Activision Blizzard has formally joined TIGA, the UK video games trade association. While they have only now become a member, Activision had helped TIGA in their pre-budget campaign to win tax breaks for UK developers. Back on the 11th June Activision Senior Vice President, Worldwide Studios, Brian Ward joined One Foot In The Grave actor TIGA’s Richard Wilson in a meeting with MPs sympathetic to their cause.
Activision <3 Tax Breaks
In the press release announcing Activision’s membership its Executive Vice President and Chief Public Policy Officer, George Rose, leaves us in no doubt as to his company’s prime motivation:
At Activision Blizzard we are extremely supportive of TIGA’s campaign to secure Games Tax Relief for the UK development community. The UK has one of the most talented and creative workforces anywhere in the industry. The introduction of Games Tax Relief in the UK will be a game changer. It will make the UK a significantly more attractive place to invest in games development. Games Tax Relief will lead to increased investment, more job creation and power economic growth.
Of course having built up the argument for the tax breaks that the government chose not to introduce in the recent budget he goes on to explain the dire consequences that will befall the industry should those tax breaks promised by the Liberals and Conservatives in their pre-election manifestos fail to materialise:
However, if Games Tax Relief is not introduced then the UK will remain at a real disadvantage in comparison to other territories as a location for inward investment. Without Games Tax Relief the UK games industry will not fulfill its potential.
This of course goes straight to the heart of the issue which is not that the UK does not have tax breaks for video game developers, but that other countries do. Naturally Wilson is suitably gushing about having Activision aboard the tax break train calling it “a huge boost” for TIGA and their campaign.

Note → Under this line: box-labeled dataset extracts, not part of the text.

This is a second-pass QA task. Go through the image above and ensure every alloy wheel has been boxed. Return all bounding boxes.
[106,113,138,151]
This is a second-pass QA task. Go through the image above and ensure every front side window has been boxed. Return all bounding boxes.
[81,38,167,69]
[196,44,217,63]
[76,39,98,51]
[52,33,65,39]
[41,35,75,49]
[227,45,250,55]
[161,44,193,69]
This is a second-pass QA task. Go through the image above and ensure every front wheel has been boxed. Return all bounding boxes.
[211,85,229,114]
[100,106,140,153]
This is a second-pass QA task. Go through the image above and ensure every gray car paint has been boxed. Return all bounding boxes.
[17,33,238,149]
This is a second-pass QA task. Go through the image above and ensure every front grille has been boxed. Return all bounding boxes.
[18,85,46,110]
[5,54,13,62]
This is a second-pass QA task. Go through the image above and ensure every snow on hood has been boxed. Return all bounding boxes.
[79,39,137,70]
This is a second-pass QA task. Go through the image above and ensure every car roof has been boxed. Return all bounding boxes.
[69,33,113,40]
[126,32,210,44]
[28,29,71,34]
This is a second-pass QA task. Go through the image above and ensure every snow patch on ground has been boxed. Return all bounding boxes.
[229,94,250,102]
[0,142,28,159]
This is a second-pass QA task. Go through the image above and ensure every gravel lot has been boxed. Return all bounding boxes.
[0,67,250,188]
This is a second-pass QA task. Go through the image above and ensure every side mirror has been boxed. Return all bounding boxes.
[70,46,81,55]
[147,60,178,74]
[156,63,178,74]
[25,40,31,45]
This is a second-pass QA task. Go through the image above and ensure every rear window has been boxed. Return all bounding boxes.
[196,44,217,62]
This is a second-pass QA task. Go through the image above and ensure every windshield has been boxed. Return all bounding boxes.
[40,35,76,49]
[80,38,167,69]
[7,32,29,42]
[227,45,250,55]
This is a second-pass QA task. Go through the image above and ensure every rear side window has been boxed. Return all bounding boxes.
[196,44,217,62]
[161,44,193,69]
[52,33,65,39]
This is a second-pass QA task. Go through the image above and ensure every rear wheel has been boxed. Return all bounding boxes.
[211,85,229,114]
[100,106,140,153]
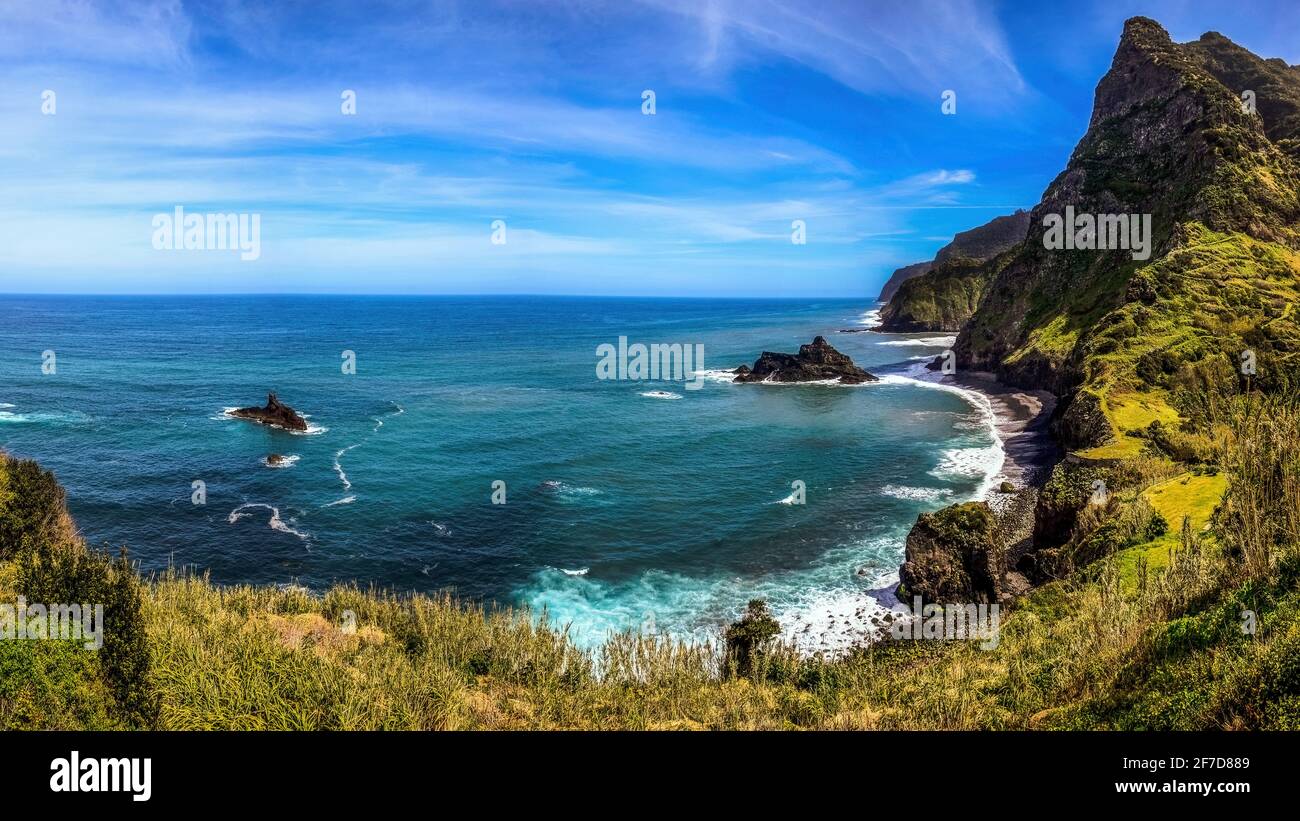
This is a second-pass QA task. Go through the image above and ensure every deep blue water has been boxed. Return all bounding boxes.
[0,296,998,640]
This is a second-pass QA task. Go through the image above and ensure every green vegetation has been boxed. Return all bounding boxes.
[0,396,1300,729]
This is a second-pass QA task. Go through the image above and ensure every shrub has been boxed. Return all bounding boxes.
[724,599,781,678]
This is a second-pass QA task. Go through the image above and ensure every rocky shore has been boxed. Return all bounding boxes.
[732,336,879,385]
[229,392,307,431]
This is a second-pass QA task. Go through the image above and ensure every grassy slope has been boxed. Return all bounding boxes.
[0,405,1300,729]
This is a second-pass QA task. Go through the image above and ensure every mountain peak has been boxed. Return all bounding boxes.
[1119,16,1174,44]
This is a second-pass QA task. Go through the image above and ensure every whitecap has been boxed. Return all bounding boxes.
[880,485,952,501]
[876,336,957,348]
[334,442,361,490]
[226,501,312,542]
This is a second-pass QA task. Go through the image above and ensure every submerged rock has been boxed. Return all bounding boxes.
[733,336,878,385]
[230,394,307,433]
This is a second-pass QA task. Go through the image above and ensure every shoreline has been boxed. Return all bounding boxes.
[789,331,1062,657]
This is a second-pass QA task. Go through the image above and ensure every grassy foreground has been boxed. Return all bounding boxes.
[0,399,1300,729]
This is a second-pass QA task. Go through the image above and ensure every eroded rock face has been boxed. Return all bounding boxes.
[876,210,1030,334]
[733,336,878,385]
[898,501,1005,604]
[230,394,307,430]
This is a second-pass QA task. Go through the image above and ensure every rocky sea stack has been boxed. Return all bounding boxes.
[735,336,879,385]
[230,394,307,430]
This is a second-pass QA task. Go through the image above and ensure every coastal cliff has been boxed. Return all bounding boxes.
[876,210,1030,334]
[883,17,1300,610]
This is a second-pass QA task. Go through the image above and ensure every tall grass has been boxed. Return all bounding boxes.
[0,398,1300,730]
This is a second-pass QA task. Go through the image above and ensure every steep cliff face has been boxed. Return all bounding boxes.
[880,210,1030,333]
[894,17,1300,605]
[876,260,935,303]
[946,18,1300,448]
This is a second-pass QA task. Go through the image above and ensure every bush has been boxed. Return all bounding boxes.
[724,599,781,678]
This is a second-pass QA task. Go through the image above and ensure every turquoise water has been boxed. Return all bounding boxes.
[0,296,1000,652]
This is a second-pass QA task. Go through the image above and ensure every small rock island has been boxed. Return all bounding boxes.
[230,392,307,430]
[732,336,880,385]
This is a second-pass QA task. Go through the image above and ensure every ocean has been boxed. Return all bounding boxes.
[0,296,1002,651]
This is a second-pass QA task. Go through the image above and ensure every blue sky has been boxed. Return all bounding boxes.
[0,0,1300,296]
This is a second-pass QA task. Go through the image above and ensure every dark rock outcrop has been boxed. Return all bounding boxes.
[898,501,1005,604]
[230,394,307,430]
[733,336,878,385]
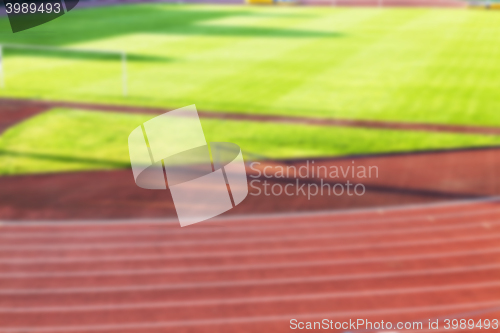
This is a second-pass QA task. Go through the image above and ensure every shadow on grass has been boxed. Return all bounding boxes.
[0,150,130,169]
[3,46,173,62]
[0,4,343,46]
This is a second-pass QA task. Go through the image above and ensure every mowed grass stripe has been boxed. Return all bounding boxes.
[0,109,500,175]
[0,4,500,125]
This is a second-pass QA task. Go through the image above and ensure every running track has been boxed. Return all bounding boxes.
[0,200,500,333]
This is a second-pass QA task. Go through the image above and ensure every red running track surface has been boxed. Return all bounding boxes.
[0,200,500,333]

While last week’s emergency budget may not have included tax breaks specifically for the video games industry there was plenty of measures that businesses, especially small businesses, should welcome. Our own cc_star summed up many of those measures in his comment to our last post on the subject:
…all industries will see reduced tax burdens through lower taxation, employers contributions for National Insurance rises have been put on hold, and even cut at some levels. New start-ups can not pay NI on the first 10 employees and the biggie, Corporation Tax (essentially a tax on profits) is being reduced to the amongst the lowest levels in the developed world.

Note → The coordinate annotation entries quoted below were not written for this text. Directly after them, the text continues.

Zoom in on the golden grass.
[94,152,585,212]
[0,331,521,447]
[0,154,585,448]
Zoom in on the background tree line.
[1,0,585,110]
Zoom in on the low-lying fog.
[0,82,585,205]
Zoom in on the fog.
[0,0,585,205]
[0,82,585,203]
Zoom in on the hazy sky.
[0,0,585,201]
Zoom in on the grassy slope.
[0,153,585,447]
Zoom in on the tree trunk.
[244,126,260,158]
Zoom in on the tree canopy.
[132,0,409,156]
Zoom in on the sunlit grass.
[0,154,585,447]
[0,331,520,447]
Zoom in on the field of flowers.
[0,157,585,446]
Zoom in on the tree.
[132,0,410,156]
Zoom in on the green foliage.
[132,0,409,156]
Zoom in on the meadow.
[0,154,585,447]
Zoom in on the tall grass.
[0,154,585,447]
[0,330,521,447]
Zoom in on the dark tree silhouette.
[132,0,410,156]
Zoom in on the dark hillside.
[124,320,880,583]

That is the positive side of the budget for businesses. There are of course negatives too which partially offset those gains like the reduction in the allowances that companies can claim against their tax bills and the impact on consumer spending or corporate margins of the increase in VAT to 20% which really just brings us more into line with the rest of Europe.

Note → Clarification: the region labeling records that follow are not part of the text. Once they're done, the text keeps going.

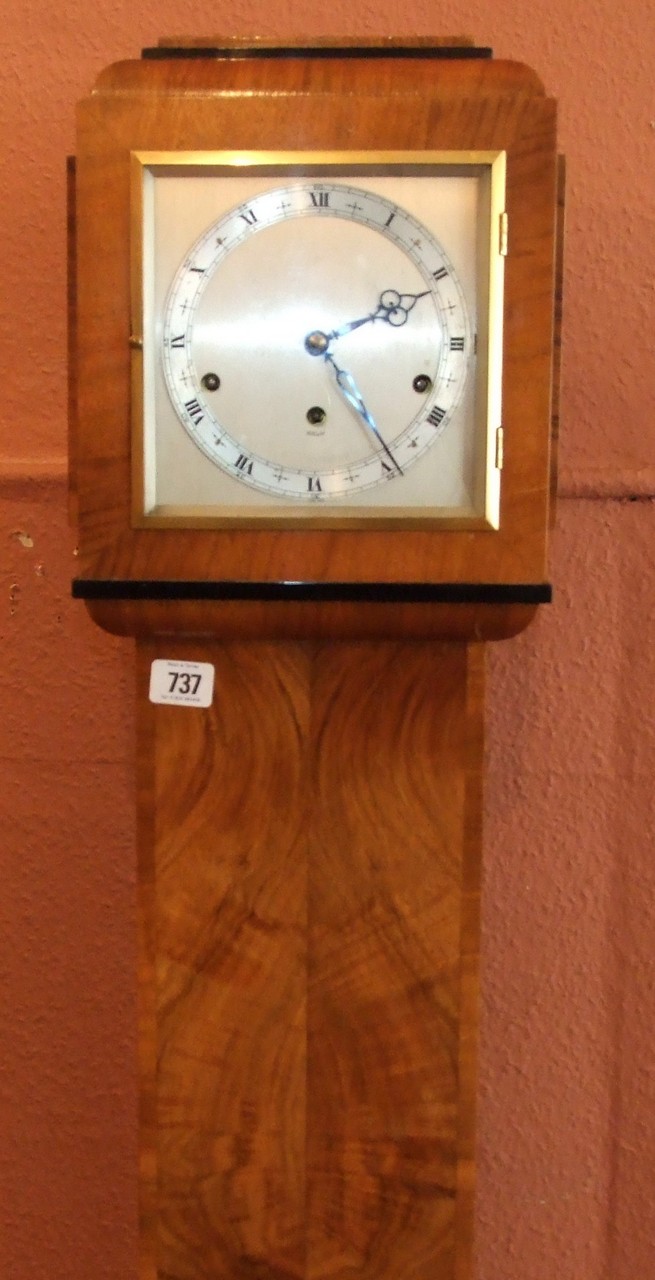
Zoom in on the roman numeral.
[184,401,205,426]
[427,404,445,426]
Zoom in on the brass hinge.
[498,214,508,257]
[495,426,504,471]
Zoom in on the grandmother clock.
[72,40,558,1280]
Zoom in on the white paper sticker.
[150,658,214,707]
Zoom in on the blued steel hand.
[326,289,430,339]
[324,348,403,476]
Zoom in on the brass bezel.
[129,150,507,530]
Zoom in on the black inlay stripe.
[141,45,494,61]
[73,577,553,604]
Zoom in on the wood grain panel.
[137,645,307,1280]
[139,640,480,1280]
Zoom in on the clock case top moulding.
[70,40,560,639]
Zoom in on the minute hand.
[325,351,403,476]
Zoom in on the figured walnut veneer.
[139,641,482,1280]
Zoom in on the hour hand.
[325,289,430,342]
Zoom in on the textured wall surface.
[0,0,655,1280]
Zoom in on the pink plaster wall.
[0,0,655,1280]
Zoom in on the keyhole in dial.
[307,404,325,426]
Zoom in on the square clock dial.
[130,151,505,529]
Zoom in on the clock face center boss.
[161,182,471,502]
[133,152,504,526]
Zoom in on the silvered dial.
[161,180,471,502]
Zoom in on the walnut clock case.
[72,40,558,1280]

Given that it was an emergency budget it is hardly surprising that measures targeting specific private-sector industries, except the banks, were largely excluded. The government does potentially have another ten budgets and pre-budget reports in which they may yet introduce the manifesto-promised tax breaks.
It goes without saying that all companies, and individuals, would prefer to pay less tax. I know I would and I am sure if you asked the MD of the manufacturing company I work for he would too, and would likely cite the exact same reasons of investment, job creation and growth that Activision and TIGA are putting forward.
Given the current economic climate surely UK publishers and developers would find it hard to argue that a stronger and more stable UK economy does not also directly benefit them through potentially higher game sales if nothing else?